Because most methods for assessing airway dynamics expose children to sedation, ionizing radiation, or both, these evaluations are only performed in select patients. Thus, the true prevalence of TBM in BPD is unknown but is between 10–48% among patients who undergo bronchoscopy. This population is heavily biased and likely overestimates prevalence of TBM in BPD in general.(1620) However, many infants with BPD and milder respiratory symptoms may not undergo bronchoscopy but still have >50% dynamic collapse based on imaging, which underestimates prevalence of TBM.(25) Further, infants with severe BPD are more likely to develop TBM and have greater variability and severity of dynamic collapse than children with mild or moderate premature lung disease.(25)

Dynamic collapse of the central airways is correlated with increased respiratory morbidity in patients with BPD, both during the neonatal period and toddler years. Clinically, patients with TBM can present with mild symptoms such as cough, wheezing, noisy breathing or more severe symptoms such as cyanotic spells and inability to wean respiratory support.(26, 27) Neonates with BPD and TBM are treated for longer periods of time with invasive mechanical ventilation and undergo more surgical interventions such as tracheotomy and gastrotomy during the initial hospitalization.(17, 21) The net impact for patients with BPD and TBM is to be hospitalized for three weeks longer than patients with BPD alone, which is similar to the impact of necrotizing enterocolitis. At the time of hospital discharge, patients with TBM are more likely to be technology dependent and treated with multiple pharmacologic therapies.(17) Following discharge, infants with TBM have a more than 60% increased frequency of rehospitalization during the first year of life.(28) Despite the marked impact of central airway collapse during the neonatal and toddler periods, no studies have assessed the implications of dynamic central airway obstruction in BPD or the natural progression of airway dynamics throughout childhood.

Typically, TBM is self-limited and thought to resolve by the second year of life without intervention.(29, 30) Treatment depends on the severity and location of airway collapse and, more importantly, the severity of clinical symptoms. While no studies have rigorously evaluated therapeutics for TBM in patients with BPD, treatment strategies for TBM in general include pharmacotherapy, positive pressure ventilation, and surgical intervention.

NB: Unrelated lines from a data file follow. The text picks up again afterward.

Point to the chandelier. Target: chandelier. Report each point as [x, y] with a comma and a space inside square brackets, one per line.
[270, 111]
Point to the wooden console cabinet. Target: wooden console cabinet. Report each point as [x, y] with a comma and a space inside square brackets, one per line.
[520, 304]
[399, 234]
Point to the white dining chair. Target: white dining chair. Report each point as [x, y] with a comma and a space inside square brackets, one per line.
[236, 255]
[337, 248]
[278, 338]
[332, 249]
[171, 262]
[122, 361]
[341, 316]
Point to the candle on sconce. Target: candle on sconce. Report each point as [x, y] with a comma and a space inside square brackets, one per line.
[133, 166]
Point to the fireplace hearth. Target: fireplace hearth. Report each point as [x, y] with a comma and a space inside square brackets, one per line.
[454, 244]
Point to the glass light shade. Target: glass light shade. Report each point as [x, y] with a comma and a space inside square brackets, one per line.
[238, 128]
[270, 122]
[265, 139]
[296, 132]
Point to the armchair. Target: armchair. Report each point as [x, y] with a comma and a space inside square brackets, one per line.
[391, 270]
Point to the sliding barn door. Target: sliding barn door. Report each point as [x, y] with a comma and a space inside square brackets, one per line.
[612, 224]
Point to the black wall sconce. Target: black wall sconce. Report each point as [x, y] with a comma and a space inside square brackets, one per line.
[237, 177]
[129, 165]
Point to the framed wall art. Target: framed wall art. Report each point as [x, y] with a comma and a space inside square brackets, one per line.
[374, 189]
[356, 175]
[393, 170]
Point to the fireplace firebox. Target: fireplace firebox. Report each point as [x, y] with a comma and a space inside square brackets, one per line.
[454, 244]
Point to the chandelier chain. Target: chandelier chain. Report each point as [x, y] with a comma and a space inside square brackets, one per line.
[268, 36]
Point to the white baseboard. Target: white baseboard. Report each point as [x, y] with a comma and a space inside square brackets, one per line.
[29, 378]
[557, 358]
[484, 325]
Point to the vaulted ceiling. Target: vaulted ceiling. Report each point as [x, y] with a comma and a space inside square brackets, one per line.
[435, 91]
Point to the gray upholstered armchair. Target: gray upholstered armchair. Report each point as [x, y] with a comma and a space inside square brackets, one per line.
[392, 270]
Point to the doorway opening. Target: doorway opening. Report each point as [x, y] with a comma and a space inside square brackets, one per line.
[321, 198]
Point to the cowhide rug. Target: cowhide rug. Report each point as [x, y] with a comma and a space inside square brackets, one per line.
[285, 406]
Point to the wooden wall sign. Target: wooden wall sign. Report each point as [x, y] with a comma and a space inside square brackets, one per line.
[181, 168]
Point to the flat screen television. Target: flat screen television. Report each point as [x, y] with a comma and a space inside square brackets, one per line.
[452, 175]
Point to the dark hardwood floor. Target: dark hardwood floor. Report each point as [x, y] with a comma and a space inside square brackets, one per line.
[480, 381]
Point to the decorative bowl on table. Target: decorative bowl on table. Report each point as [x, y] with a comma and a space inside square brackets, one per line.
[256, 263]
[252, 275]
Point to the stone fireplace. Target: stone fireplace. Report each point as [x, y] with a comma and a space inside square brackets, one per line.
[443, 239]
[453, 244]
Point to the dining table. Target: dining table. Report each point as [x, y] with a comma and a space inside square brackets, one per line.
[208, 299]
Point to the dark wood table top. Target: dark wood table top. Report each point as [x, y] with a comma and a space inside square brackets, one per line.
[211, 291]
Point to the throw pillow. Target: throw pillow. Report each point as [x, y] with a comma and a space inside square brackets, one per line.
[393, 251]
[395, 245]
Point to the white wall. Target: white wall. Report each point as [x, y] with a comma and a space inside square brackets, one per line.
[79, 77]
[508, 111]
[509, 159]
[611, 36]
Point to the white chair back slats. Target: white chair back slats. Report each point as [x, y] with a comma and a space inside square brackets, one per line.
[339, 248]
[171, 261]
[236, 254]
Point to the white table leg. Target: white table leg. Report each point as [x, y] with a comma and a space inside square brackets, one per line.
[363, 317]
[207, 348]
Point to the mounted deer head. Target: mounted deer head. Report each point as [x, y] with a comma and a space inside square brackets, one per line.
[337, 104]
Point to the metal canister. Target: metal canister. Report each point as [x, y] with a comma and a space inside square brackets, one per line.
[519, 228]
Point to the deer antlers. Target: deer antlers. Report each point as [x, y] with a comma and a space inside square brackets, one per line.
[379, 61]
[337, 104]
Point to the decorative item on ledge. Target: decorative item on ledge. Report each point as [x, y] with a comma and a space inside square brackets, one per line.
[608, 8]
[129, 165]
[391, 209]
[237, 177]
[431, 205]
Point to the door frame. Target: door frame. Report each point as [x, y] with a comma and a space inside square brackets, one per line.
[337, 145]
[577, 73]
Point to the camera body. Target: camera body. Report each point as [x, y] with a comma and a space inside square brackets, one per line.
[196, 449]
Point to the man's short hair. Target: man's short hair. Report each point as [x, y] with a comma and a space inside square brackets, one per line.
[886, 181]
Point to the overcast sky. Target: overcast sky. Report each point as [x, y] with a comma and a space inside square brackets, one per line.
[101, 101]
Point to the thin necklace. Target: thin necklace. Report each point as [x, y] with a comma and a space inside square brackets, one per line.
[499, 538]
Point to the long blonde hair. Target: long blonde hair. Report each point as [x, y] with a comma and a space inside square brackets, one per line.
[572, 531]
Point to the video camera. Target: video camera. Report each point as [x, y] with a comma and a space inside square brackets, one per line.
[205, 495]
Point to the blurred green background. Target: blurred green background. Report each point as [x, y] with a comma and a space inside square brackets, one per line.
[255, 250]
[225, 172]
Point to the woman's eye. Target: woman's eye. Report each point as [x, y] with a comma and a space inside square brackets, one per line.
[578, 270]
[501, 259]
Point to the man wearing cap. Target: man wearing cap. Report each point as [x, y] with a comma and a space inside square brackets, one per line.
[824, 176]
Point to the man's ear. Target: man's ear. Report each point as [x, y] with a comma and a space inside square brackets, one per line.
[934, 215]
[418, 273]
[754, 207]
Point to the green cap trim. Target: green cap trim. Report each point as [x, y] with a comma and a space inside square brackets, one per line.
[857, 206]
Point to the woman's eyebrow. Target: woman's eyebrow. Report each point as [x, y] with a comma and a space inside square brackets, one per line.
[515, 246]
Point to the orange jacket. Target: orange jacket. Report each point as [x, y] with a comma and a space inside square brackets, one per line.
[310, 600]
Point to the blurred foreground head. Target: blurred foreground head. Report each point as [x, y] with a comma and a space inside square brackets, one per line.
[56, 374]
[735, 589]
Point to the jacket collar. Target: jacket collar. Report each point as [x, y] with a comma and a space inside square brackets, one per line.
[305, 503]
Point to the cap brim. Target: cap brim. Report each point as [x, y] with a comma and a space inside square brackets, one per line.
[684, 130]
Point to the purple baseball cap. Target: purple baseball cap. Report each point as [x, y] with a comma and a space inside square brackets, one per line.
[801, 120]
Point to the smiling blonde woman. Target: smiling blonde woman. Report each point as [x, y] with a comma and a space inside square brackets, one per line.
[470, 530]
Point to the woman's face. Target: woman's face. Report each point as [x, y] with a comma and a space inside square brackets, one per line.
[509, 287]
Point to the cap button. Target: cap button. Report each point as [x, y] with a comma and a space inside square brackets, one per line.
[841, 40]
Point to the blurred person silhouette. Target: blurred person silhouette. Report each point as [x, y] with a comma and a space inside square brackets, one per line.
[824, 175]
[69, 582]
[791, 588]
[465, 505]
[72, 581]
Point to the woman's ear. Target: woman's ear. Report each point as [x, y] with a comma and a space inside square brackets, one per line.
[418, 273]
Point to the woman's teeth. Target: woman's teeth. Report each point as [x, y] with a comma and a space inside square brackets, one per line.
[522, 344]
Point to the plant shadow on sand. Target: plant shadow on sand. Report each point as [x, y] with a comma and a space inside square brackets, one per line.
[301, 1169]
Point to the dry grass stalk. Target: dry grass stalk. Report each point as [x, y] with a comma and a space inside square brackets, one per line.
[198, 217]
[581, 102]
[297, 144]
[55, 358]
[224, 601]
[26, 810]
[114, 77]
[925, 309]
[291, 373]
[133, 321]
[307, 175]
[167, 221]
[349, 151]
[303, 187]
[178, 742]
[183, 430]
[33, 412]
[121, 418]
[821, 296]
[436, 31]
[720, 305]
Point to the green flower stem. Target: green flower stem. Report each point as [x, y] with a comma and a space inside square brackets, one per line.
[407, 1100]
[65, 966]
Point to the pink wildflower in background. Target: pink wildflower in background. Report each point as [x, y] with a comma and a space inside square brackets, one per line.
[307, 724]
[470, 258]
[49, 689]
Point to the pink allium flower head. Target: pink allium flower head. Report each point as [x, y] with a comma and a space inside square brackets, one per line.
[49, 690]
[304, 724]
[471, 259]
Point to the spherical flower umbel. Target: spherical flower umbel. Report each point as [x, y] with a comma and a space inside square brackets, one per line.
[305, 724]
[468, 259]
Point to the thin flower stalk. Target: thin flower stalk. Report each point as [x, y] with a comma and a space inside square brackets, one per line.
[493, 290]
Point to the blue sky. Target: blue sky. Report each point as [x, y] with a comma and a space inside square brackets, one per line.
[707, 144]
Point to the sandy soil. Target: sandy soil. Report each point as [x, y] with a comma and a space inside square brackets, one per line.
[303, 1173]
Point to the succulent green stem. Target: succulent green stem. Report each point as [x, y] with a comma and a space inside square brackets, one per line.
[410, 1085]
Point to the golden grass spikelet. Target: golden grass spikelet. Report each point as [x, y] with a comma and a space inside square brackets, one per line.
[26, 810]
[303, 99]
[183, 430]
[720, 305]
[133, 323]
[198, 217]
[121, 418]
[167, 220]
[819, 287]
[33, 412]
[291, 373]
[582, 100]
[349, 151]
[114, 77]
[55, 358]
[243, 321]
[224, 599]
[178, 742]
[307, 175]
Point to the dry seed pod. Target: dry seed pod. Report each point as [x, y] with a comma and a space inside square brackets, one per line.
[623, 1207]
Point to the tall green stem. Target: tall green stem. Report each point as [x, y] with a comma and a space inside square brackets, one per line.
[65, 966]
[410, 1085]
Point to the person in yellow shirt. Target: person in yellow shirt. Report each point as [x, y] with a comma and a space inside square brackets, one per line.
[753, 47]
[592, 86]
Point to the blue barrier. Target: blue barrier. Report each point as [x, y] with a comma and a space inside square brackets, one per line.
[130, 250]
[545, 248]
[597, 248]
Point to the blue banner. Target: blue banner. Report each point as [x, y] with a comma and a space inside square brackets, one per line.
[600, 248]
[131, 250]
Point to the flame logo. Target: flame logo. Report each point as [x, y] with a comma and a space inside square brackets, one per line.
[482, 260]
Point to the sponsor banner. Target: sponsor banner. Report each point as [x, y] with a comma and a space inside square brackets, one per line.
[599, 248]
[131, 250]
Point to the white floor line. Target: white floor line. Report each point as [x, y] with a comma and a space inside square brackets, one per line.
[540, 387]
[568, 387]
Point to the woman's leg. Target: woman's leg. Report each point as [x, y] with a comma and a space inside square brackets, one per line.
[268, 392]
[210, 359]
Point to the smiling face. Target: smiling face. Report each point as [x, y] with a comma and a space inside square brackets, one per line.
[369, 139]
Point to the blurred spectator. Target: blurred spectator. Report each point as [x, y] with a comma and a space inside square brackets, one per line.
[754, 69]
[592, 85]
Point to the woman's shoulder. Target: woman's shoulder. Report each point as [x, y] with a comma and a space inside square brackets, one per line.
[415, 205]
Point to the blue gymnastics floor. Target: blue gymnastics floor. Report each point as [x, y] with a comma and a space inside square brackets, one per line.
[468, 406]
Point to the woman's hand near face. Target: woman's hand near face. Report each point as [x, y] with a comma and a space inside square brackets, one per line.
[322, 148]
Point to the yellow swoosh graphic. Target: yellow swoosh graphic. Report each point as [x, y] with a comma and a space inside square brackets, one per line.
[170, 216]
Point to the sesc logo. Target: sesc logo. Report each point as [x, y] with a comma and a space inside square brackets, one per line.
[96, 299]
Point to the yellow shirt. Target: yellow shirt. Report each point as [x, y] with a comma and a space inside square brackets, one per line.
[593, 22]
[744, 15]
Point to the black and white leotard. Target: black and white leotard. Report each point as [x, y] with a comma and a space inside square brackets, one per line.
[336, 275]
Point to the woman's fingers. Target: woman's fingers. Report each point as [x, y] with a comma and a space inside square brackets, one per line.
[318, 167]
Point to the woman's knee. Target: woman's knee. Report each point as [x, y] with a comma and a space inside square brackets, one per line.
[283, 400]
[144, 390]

Pharmacotherapy is primarily aimed at increasing trachealis tone and decreasing tracheal compliance. Treatment with cholinergic agents such as bethanechol reduce tracheal compliance in neonatal animal models (31) and improve respiratory mechanics and symptoms in infants and children with TBM.(32, 33) Inhaled ipratroprium bromide in low doses blocks type 2 muscarinic receptors, which potentiates acetylcholine activity in the neuromuscular junction and stimulates contraction of tracheal smooth muscle; however, antagonistic effects of type 3 muscarinic receptors dominate at high doses and result in relaxation of airway smooth muscle, which could exacerbate tracheal collapse.(34) Similarly, treatment with albuterol relaxes airway smooth muscle and can impair respiratory mechanics in infants with TBM in the absence of known lung disease, (32) but, in patients with severe BPD, nearly two-thirds of patients have a positive bronchodilator response based on pulmonary function testing during the neonatal period. (35) Consequently, albuterol can be considered with caution for treatment in patients with BPD, even those with known TBM.

Non-invasive continuous positive airway pressure (CPAP) is frequently used for respiratory support in neonates with BPD, and may have added benefits in the management TBM. CPAP serves as a pneumatic stent which decreases airway resistance, reduces respiratory work, and raises lung volumes in infant with TBM. (15, 36, 37) Positive end expiratory pressure (PEEP) can also be provided invasively via an endotracheal tube or tracheostomy tube, and the artificial airway can bypass the collapsible segment of trachea. PEEP can be titrated under direct visualization with bronchoscopy or using dynamic airway computed tomography to ensure that airway lumen patency is maintained during quiet breathing, and high PEEP strategies (>10 cm H20) are often needed to prevent airway collapse and air-trapping associated with TBM. (16, 38)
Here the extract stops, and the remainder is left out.